La roba giace a lungo, troppo a lungo. Finché il responsabile della ditta piglia il telefono e chiama l'amico friulano Luigi Roiatti, offrendogli il carico ben conscio della sua passione per l'antico. C'è soltanto un veloce cambio di luogo, ma la cassa resta sigillata. Si sfogliano altri calendari ed è lo stesso Roiatti a contattare Cinemazero. Ennesimo trasloco. Nessuno osa aprire e di anni, stavolta, ne passano nove. Sarà il professor Ciro Giorgini, che firma il mitico Fuori orario di Raitre (in sala c'era anche Enrico Ghezzi) e di Orson sa tutto e più di tutto, a riconoscere in quei fotogrammi l'opera del maestro, dopo il primo passaggio a cura della Camera Ottica di Gorizia.
«È stata una curiosa identificazione – racconta – direi un expertise telefonico. Mi chiama Mario Catto di Cinemazero. “C'è una strana pellicola con Joseph Cotten”, dice. Non è Quarto potere? chiedo. “No, ne sono sicuro”. Non è forse L'orgoglio degli Amberson? Domando. “Direi di no. Cotten indossa una divertente paglietta e si fa inseguire da un tizio coi baffi”. Bene, infila i rulli dentro una cassetta di sicurezza. È Too Much Johnson. Bentornato fra noi».
Nel '38 il teatro era teatro e il cinema, cinema. Nessuno osava mescolarli, Orson Welles, sì. La commedia scelta per la stagione del suo Mercury Theatre fu, appunto, Too much Johnson, di un tale Gillette, zeppa di equivoci. Diremmo Feydeau, se possiamo osare un parallelismo. Trama complessa, ma stringendo con la sintesi, è un triangolo amoroso con svariati innesti esterni durante un viaggio verso Cuba.
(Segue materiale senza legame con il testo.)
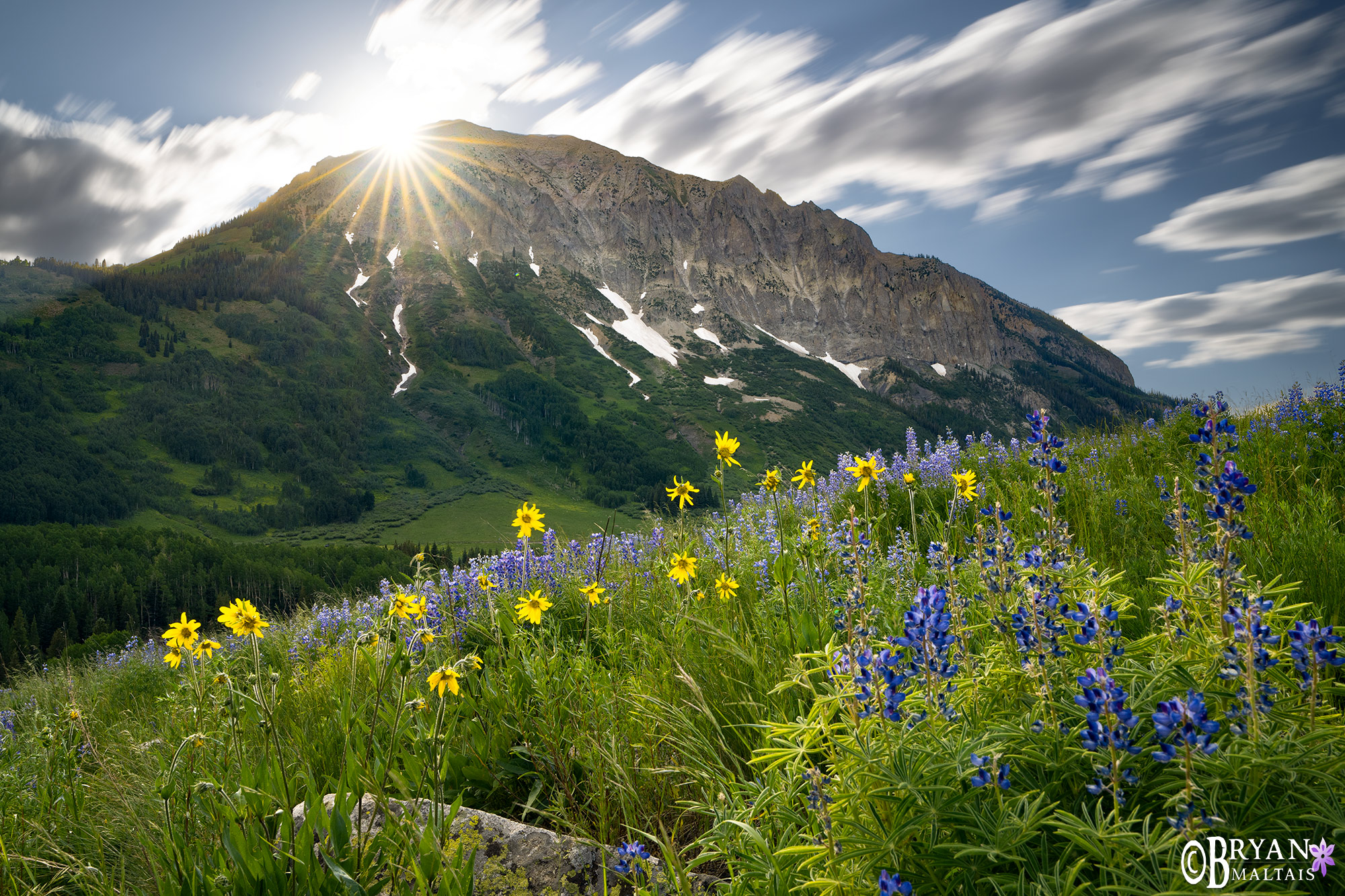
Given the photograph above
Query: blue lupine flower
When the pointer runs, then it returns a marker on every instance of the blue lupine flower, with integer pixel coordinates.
(1109, 727)
(1308, 643)
(892, 884)
(630, 858)
(1184, 723)
(930, 645)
Welles adorava il muto e, seppure il sonoro ormai imperasse, rimetterlo in vita su un palcoscenico gli pareva una buona idea. S'impadronì di una cinepresa dell'epoca con la precisa intenzione di dare un senso comico alla faccenda, spostando il punto di vista dalla stantia scenografia fissa ai tetti di New York. Cotten – e intravedi Harold Lloyd – sfugge abilmente al marito dell'amante, fughe iperboliche contraddistinte da equilibrismi precari sui cornicioni dei grattacieli. La caccia è inesauribile. Per strada, sulla nave, su una scogliera per spegnersi in un laghetto sessantasei minuti dopo. La mano c'era, lo sguardo pure, il ritmo anche. Quarto potere già gli ronzava in testa.